Doenças ‘esquecidas’ deixam 28 milhões de brasileiros sob risco
Todos os anos, 28,9 milhões de brasileiros correm o risco de sofrer com alguma das doenças tropicais negligenciadas que ainda assolam o país. Número representa 14% da população total.
Todos os anos, 28,9 milhões de brasileiros correm o risco de sofrer com alguma das doenças tropicais negligenciadas que ainda assolam o país. Isso representa 14% da população total.
Essa estimativa praticamente dobrou no período entre 2016 e 2020 — até 2015, acreditava-se que esses problemas de saúde poderiam afetar cerca de 15 milhões de pessoas (ou 7,3% da população).
Esses são alguns dos dados que aparecem em um boletim epidemiológico publicado pelo Ministério da Saúde no final de janeiro.
Entre as condições que aparecem na lista, algumas possuem diagnóstico e tratamento disponíveis há anos na rede pública, como a hanseníase e o tracoma. Outras estão diretamente relacionadas às condições precárias de moradia ou à falta de saneamento básico e acesso à água potável, casos de esquistossomose e filariose linfática.
Como mostrou o Censo 2022, 49 milhões de brasileiros (24% da população) ainda vivem em residências sem descarte adequado de esgoto, 18 milhões (9%) não têm coleta de lixo, 6 milhões (3%) não têm abastecimento de água adequado e 1,2 milhão (0,6%) não têm banheiro ou sequer um sanitário.
Há algumas doenças que se espalham praticamente por todo o território nacional, como os acidentes ofídicos (as mordeduras de serpentes), e outras que estão restritas a pouquíssimos municípios, como a raiva humana.
Em editorial divulgado recentemente em uma publicação acadêmica, representantes do Ministério da Saúde admitiram que a existência dessas doenças no país — e o fato de elas afetarem principalmente populações socialmente vulneráveis — “nos envergonha como nação”.
Um projeto lançado pelo governo federal nas últimas semanas promete eliminar ou controlar muitas dessas enfermidades. Em linhas gerais, as doenças tropicais são definidas como aquelas que acontecem nos trópicos ou nas regiões mais quentes do planeta.
Embora o conceito seja um tanto impreciso — algumas dessas condições também aparecem nas zonas temperadas, por exemplo —, é tradicionalmente usado para reunir uma série de quadros diferentes, que vão desde a malária e a dengue até a dracunculíase e as micoses profundas.
Quando uma doença tropical pode ser considerada como negligenciada?
“São aquelas condições em que não existe um investimento importante, principalmente no que diz respeito à inovação tecnológica e à descoberta de novos medicamentos, vacinas ou testes diagnósticos”, diz o infectologista Julio Croda, da Fundação Oswaldo Cruz (Fiocruz).
Essas enfermidades também costumam estar relacionadas à pobreza e são “esquecidas” do ponto de vista do poder público.

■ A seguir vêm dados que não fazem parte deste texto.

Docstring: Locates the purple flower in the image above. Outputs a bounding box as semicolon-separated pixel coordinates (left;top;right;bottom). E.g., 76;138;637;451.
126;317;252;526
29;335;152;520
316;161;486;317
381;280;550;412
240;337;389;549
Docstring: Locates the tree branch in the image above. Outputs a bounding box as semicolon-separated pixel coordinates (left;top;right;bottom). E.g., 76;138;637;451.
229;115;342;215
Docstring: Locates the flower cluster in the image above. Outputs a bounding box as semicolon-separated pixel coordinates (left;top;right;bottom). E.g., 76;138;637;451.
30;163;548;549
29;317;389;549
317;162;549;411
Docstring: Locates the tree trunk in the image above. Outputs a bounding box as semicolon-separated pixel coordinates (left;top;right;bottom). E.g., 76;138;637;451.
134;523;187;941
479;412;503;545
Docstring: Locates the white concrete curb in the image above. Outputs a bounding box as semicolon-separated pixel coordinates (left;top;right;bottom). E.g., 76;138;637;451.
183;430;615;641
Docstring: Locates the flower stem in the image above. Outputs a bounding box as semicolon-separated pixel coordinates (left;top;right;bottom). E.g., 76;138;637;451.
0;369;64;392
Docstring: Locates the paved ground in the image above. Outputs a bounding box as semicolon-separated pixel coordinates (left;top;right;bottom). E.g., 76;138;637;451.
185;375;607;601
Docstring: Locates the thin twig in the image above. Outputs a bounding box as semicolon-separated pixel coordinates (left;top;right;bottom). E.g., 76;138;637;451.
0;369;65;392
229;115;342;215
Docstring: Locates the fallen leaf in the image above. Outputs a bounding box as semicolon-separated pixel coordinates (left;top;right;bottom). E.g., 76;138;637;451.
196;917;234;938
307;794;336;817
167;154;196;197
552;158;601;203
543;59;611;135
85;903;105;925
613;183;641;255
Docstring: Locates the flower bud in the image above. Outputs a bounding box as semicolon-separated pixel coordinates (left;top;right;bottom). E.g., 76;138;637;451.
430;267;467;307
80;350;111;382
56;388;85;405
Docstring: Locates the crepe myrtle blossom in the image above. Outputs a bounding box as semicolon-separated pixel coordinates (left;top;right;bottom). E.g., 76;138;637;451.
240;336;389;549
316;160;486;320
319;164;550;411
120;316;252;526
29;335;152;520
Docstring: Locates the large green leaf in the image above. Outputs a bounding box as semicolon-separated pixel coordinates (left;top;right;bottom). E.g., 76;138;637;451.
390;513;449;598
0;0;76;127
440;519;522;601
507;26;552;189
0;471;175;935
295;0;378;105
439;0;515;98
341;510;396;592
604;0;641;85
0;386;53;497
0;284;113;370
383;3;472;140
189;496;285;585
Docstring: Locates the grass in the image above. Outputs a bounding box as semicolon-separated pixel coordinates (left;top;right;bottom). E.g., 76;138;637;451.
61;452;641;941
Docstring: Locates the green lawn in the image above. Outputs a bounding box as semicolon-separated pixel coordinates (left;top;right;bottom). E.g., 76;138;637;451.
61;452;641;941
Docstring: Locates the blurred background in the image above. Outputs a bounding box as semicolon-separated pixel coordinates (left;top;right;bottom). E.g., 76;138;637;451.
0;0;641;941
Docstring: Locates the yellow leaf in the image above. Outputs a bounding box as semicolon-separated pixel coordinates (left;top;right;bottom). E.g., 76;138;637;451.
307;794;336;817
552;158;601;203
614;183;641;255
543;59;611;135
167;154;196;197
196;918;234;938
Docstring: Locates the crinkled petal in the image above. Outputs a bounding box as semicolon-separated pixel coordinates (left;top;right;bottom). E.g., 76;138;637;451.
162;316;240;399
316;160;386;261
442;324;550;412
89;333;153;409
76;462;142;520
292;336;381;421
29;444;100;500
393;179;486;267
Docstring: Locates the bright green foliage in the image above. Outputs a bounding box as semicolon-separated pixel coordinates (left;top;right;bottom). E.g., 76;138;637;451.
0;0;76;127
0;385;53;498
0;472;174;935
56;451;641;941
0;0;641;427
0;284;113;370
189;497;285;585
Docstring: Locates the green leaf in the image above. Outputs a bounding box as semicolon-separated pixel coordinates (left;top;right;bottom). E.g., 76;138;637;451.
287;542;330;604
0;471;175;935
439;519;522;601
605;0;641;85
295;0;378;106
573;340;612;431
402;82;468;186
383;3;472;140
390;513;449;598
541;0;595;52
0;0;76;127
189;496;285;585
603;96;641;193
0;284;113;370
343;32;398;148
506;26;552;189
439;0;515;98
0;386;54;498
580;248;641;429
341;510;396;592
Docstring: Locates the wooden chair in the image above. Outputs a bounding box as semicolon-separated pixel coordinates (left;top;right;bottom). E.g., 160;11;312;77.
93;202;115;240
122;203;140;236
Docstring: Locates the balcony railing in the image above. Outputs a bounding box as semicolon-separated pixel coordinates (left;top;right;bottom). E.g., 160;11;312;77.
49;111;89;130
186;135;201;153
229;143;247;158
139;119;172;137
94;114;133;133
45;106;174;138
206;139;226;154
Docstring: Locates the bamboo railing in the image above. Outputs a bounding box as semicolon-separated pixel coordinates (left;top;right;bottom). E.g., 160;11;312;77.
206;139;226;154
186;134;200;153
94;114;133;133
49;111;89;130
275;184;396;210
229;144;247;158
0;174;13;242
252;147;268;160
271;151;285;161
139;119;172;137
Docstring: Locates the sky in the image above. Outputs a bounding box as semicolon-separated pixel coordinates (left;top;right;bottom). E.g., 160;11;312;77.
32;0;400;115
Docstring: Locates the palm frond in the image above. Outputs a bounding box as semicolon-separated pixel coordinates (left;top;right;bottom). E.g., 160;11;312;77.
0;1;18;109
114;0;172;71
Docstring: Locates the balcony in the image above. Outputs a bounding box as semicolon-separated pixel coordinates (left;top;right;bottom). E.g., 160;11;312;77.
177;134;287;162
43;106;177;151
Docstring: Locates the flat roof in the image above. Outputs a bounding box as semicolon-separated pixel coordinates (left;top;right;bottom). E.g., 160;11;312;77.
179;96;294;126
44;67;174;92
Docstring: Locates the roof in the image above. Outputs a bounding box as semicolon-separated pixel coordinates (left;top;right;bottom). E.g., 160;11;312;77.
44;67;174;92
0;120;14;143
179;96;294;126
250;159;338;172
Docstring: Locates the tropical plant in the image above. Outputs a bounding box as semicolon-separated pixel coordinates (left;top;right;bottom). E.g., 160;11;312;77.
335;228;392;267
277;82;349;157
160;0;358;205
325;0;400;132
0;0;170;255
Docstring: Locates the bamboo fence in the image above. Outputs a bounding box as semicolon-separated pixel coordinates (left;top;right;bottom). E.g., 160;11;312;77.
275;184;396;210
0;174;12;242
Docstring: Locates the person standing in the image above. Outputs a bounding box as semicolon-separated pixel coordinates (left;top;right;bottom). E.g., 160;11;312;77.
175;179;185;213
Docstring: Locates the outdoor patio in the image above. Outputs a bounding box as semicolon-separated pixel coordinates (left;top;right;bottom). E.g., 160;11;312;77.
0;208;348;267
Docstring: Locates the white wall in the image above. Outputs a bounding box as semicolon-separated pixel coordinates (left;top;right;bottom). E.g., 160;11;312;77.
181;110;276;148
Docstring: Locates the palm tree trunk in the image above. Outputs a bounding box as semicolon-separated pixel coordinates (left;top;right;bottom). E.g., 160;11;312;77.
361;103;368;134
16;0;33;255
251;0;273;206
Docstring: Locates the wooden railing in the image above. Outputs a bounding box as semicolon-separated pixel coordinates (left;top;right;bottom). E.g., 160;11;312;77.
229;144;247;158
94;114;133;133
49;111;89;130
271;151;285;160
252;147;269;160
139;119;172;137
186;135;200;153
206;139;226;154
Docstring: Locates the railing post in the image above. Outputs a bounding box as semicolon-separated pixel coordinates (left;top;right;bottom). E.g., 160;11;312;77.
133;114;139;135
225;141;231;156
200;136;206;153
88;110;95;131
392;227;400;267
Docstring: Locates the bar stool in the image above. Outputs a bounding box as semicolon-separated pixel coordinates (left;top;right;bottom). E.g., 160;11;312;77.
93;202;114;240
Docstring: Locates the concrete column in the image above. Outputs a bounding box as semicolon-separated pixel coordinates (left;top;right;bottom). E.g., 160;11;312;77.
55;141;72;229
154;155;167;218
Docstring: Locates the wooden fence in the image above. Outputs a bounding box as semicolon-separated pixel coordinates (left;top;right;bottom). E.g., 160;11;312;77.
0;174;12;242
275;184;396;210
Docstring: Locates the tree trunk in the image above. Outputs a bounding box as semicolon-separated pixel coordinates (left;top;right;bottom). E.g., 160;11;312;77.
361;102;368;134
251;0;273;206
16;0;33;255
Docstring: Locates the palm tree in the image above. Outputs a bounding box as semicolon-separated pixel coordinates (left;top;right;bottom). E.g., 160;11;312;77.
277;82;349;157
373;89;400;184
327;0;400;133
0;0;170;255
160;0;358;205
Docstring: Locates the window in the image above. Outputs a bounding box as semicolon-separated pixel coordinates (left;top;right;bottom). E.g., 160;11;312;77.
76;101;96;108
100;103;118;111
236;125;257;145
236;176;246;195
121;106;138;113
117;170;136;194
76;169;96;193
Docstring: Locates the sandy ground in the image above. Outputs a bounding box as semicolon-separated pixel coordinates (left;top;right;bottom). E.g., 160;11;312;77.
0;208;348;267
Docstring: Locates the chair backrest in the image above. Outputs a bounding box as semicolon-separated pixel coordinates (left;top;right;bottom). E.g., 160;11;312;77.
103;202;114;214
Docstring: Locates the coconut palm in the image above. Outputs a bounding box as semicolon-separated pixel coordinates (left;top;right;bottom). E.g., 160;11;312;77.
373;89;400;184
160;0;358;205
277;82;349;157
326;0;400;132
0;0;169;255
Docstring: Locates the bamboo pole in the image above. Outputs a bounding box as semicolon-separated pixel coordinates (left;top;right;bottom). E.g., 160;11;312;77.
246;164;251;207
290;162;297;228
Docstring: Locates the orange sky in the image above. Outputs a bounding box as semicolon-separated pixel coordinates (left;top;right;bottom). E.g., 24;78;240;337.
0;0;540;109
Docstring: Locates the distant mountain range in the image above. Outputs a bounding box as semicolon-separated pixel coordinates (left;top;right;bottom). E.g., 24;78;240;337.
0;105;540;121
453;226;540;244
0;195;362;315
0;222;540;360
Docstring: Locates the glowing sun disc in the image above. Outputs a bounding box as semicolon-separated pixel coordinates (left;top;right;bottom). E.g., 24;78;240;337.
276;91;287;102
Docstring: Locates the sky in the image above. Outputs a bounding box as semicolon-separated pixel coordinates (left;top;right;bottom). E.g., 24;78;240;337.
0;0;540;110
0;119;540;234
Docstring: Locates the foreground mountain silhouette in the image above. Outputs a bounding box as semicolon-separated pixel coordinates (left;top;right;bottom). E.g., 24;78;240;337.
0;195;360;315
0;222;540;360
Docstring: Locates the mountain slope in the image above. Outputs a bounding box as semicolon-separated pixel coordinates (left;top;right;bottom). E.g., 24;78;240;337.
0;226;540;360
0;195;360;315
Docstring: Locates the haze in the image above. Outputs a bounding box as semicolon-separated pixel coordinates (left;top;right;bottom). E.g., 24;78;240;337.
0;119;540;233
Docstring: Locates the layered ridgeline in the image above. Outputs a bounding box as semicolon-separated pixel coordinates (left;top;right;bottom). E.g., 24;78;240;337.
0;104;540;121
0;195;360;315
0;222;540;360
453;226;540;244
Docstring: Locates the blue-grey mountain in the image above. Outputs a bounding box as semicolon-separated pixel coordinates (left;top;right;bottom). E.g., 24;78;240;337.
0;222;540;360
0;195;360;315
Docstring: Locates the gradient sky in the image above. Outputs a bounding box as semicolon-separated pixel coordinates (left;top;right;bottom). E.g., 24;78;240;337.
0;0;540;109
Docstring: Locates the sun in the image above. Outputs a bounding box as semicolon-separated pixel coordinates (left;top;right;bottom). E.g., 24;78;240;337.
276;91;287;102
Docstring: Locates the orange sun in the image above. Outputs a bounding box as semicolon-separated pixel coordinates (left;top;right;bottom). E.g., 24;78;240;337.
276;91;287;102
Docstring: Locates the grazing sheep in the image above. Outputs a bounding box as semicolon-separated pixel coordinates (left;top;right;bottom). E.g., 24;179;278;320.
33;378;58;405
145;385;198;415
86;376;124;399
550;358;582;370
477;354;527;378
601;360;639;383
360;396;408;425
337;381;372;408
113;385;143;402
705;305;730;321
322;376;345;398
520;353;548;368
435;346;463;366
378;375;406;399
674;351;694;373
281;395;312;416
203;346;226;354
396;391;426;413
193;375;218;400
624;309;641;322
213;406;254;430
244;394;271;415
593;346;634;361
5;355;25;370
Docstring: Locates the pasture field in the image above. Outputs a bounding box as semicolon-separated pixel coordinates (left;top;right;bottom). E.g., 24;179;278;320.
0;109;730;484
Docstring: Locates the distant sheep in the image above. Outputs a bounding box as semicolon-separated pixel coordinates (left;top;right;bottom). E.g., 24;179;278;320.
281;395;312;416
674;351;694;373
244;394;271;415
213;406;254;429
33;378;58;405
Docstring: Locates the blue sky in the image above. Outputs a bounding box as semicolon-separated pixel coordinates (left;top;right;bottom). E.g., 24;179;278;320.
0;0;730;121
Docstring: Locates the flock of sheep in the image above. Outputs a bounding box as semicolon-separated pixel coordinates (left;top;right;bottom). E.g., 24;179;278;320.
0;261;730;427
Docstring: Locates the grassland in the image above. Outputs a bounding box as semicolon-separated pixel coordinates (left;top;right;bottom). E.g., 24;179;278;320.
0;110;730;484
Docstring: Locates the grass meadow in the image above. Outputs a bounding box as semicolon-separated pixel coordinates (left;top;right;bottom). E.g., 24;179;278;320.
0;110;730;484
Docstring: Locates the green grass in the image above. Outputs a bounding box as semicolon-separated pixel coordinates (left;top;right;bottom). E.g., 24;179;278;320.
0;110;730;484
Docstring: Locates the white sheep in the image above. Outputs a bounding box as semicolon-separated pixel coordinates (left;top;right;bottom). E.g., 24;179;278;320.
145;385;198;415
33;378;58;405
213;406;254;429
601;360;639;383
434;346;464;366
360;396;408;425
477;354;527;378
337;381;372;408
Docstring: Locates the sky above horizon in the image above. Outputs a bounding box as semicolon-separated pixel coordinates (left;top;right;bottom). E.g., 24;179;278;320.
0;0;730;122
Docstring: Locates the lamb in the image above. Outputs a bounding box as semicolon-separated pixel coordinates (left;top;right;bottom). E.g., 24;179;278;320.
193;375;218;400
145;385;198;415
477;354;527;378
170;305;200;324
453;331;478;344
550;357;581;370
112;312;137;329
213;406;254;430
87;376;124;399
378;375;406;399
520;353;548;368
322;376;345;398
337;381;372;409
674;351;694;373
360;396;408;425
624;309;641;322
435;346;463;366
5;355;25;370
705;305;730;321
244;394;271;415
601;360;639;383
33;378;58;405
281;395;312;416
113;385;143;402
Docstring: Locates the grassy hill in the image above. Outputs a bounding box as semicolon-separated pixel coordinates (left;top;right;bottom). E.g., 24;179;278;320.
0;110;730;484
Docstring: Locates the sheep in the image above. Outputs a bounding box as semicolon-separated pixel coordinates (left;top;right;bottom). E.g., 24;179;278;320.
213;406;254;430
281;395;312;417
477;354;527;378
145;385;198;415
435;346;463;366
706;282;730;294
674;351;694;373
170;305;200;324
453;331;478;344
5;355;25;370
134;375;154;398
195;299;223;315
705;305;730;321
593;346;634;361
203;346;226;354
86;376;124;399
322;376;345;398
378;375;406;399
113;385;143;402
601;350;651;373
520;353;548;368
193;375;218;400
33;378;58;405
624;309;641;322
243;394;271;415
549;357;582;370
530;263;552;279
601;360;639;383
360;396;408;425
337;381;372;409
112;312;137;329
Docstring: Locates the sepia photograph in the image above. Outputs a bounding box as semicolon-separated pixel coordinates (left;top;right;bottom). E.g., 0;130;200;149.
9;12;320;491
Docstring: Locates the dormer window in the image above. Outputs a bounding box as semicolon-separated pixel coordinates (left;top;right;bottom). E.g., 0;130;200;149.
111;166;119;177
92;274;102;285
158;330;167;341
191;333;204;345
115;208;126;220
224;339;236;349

Geralmente, não há programas para prevenção, detecção precoce ou tratamento delas.
“Falamos de doenças negligenciadas, mas o correto seria falar de doenças que acometem populações negligenciadas”, argumenta Croda, que também é professor da Universidade Federal do Mato Grosso do Sul. “Isso porque elas estão associadas a desigualdades sociais e econômicas, o que também leva ao baixo interesse da indústria farmacêutica em produzir inovações, pois do ponto de vista financeiro não se trata de um mercado lucrativo.”
A OMS inclui na lista das doenças tropicais negligenciadas 25 condições diferentes. Destas, dez são citadas diretamente no mais recente boletim epidemiológico do Ministério da Saúde sobre o tema.
A maioria delas são causadas por vermes, protozoários, bactérias ou vírus. “O tracoma, por exemplo, tem diagnóstico e tratamento simples, que se baseia em uma dose única de antibiótico. Não é possível que nós ainda tenhamos casos de brasileiros que ficam cegos por causa dessa infecção”, diz Croda.
Mudanças climáticas favorecem disseminação de mosquitos transmissores de doenças
A Organização Mundial da Saúde (OMS) estima que as doenças tropicais negligenciadas afetam 1,7 bilhão de pessoas no planeta e estão relacionadas a 200 mil mortes todos os anos.